El embajador del Vaticano anda en malos pasos. Un día acusa de corrupción a las autoridades civiles y militares que intervienen en la lucha contra el narcotráfico, y al siguiente se entromete en asuntos de política interna al instar a empresarios regiomontanos a luchar contra el sistema educativo del Estado, por su naturaleza inmoral y su carácter totalitario.
Para colmo, pone en entredicho su propia veracidad cuando pretende esconder la mano que lanzó las piedras y recurre a burdos retorcimientos de la gramática y de la lógica para señalar como culpables de sus tropezones a los periodistas que informaron sobre sus declaraciones. Pero éstas aparecieron fielmente transcritas y su sentido ofensivo e injerencista está fuera de toda duda.
El artículo 130 de la Constitución, hasta el 28 de enero de 1992, establecía expresamente que ``la ley no reconoce personalidad alguna a las agrupaciones religiosas denominadas iglesias''. En congruencia con este principio fundamental, de hondas raíces históricas, México no tenía relaciones oficiales con el Vaticano, pero el gobierno federal admitía la presencia de un representante oficioso de la Santa Sede: el llamado nuncio apostólico. Su comportamiento se regía por normas no escritas, es decir, prácticas dictadas por la mutua conveniencia.
Las reformas al mencionado artículo 130 determinaron que la personalidad jurídica de las iglesias fuese reconocida ``una vez que obtengan su correspondiente registro''. Quedó allanado el camino para que, como una decisión formalmente de política exterior, pero con un innegable trasfondo de política interna, el gobierno mexicano estableciera relaciones diplomáticas con el Vaticano. Así se hizo y ambos Estados designaron a sus respectivos embajadores, quienes quedaron sujetos a las convenciones internacionales que rigen en esta materia.
Bajo el régimen anterior, el nuncio apostólico procuraba observar un comportamiento discreto, por la precariedad de su carácter de representante oficioso, que no le permitía exhibirse públicamente en actos que pudieran incomodar al gobierno mexicano ni extralimitarse en protagonismos declarativos.
Al parecer, el nuevo estatuto diplomático fue el detonador de actitudes abiertamente injerencistas, que son tan injustificadas e inadmisibles como lo fueron antes. A quien le correspondió esa transfiguración, pues tuvo sucesivamente la representación oficiosa y la oficial, fue a Girolamo Prigione, cuya actuación fue subrayadamente funesta en la segunda etapa.

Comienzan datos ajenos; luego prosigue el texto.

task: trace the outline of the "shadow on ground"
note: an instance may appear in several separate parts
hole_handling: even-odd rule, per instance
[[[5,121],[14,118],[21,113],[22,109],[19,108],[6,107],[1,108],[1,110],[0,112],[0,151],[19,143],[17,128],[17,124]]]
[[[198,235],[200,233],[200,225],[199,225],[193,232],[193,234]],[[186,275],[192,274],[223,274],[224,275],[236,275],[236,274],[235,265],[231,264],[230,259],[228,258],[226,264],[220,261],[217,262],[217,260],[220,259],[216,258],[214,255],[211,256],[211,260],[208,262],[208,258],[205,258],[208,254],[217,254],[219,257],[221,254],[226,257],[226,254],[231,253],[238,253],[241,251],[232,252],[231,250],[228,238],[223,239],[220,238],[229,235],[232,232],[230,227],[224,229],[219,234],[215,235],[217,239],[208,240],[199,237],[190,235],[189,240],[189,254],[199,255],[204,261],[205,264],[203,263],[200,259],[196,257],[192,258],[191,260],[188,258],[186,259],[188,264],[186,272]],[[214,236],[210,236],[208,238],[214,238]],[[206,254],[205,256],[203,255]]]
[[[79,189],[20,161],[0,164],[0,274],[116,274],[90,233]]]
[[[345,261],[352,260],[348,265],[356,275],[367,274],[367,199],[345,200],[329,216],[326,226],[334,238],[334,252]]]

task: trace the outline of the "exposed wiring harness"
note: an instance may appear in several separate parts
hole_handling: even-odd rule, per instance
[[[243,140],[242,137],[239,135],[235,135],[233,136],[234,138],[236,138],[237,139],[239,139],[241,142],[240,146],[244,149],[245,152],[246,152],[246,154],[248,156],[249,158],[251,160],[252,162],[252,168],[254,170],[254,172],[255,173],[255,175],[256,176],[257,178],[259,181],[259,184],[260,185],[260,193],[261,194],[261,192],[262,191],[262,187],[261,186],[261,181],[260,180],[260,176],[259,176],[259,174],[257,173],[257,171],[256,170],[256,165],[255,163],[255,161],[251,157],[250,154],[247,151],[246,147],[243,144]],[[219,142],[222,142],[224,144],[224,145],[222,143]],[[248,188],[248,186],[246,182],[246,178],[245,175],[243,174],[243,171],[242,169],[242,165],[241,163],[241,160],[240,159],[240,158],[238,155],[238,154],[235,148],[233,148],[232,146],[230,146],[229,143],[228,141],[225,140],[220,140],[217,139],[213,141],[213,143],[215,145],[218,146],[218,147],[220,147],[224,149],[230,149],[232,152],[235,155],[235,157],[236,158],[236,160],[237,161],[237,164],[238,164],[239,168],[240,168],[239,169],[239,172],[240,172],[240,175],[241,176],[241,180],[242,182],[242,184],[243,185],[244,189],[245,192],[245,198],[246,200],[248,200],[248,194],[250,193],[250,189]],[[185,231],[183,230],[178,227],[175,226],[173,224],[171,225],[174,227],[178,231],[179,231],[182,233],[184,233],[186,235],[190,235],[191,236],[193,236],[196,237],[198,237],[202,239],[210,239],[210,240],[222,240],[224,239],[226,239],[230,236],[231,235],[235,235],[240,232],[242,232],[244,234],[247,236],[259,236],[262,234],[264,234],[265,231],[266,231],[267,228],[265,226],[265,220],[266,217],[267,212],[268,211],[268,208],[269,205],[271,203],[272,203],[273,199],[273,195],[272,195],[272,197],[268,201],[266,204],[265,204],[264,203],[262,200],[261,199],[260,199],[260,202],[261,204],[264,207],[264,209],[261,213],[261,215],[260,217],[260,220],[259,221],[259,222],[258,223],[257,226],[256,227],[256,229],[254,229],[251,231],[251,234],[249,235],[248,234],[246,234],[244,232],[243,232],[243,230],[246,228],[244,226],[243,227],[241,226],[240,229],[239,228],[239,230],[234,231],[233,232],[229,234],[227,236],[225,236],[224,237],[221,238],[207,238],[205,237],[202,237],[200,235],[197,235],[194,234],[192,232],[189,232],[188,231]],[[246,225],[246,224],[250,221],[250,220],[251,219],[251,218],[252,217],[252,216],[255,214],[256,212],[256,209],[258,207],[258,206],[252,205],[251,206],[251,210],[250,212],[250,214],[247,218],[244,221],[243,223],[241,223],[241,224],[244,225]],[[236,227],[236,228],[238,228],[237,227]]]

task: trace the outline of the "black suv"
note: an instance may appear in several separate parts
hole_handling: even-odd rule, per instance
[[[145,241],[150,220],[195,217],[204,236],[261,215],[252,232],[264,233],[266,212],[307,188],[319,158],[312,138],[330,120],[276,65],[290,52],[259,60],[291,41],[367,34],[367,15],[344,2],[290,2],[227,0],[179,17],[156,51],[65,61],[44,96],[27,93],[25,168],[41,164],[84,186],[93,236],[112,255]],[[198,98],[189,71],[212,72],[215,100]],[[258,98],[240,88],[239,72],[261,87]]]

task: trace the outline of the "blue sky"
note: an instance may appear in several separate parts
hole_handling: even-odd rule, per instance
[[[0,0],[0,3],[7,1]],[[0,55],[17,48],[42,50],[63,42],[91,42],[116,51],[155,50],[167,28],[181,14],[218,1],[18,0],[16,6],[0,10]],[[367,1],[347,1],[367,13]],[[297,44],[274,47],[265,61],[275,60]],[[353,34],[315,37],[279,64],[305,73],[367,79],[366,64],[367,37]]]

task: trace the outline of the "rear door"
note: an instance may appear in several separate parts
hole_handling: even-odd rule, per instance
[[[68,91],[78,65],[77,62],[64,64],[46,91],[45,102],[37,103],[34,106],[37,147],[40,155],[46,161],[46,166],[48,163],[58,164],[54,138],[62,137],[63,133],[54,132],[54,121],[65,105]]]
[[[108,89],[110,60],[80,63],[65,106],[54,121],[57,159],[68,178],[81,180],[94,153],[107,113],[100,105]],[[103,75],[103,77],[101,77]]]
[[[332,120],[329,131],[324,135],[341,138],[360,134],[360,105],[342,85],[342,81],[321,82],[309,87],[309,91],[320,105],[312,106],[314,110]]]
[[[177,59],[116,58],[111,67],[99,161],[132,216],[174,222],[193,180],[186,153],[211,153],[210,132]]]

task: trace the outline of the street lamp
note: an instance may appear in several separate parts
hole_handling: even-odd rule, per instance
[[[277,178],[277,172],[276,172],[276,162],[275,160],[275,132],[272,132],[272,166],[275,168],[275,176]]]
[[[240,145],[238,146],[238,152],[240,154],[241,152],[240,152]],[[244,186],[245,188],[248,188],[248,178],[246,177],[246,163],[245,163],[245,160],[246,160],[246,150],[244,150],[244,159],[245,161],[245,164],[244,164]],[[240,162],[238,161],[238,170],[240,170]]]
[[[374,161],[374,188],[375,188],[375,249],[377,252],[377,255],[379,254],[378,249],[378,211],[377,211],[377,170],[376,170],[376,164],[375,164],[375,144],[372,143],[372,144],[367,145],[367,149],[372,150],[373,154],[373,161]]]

Cuando el nuncio no era embajador y su permanencia en el país dependía política y jurídicamente de la voluntad unilateral del gobierno mexicano, habría bastado la sutil notificación de la inminente expiración de su visa y recordarle las prohibiciones y restricciones a que está sujeto todo extranjero, así como el carácter discrecional de la aplicación del artículo 33 constitucional.
Una vez asumidas las prerrogativas diplomáticas, tales dispositivos no podrían surtir efectos respecto de nuncios boquiflojos, pues se requiere de otras vías para hacer saber al Estado que lo acreditó (en este caso, el Vaticano) que su embajador ha incurrido en actos que lo convierten en persona non grata, a fin de que proceda a retirarlo. Un caso muy reciente es el del embajador canadiense que produjo declaraciones ofensivas, precisamente en materia de corrupción de funcionarios públicos.
Apenas una horas después de presentar sus cartas credenciales, don Justo ya empezaba a cometer precoces pifias, que comenté en estas mismas páginas (20-VIII-97). Hice notar que, lejos de autorizarlo a entrometerse en asuntos reservados a los ciudadanos de este país, su condición de embajador es una limitante adicional. Precisé: ``Saldría sobrando que se le imputasen transgresiones cometidas en ejercicio de un ministerio religioso, pues esta circunstancia implica limitaciones de menor significación que las inherentes a su indeclinable obligación, por virtud de la representación diplomática que ostenta, de observar respeto irrestricto a la soberanía de nuestro país y a los principios de autodeterminación y no intervención en los asuntos que conciernen exclusivamente a los mexicanos''.
No me equivoqué. La Jornada informó en su edición de ayer que, según fuentes de la Secretaría de Gobernación, ``debe ser la Secretaría de Relaciones Exteriores la que tome cualquier determinación al respecto''.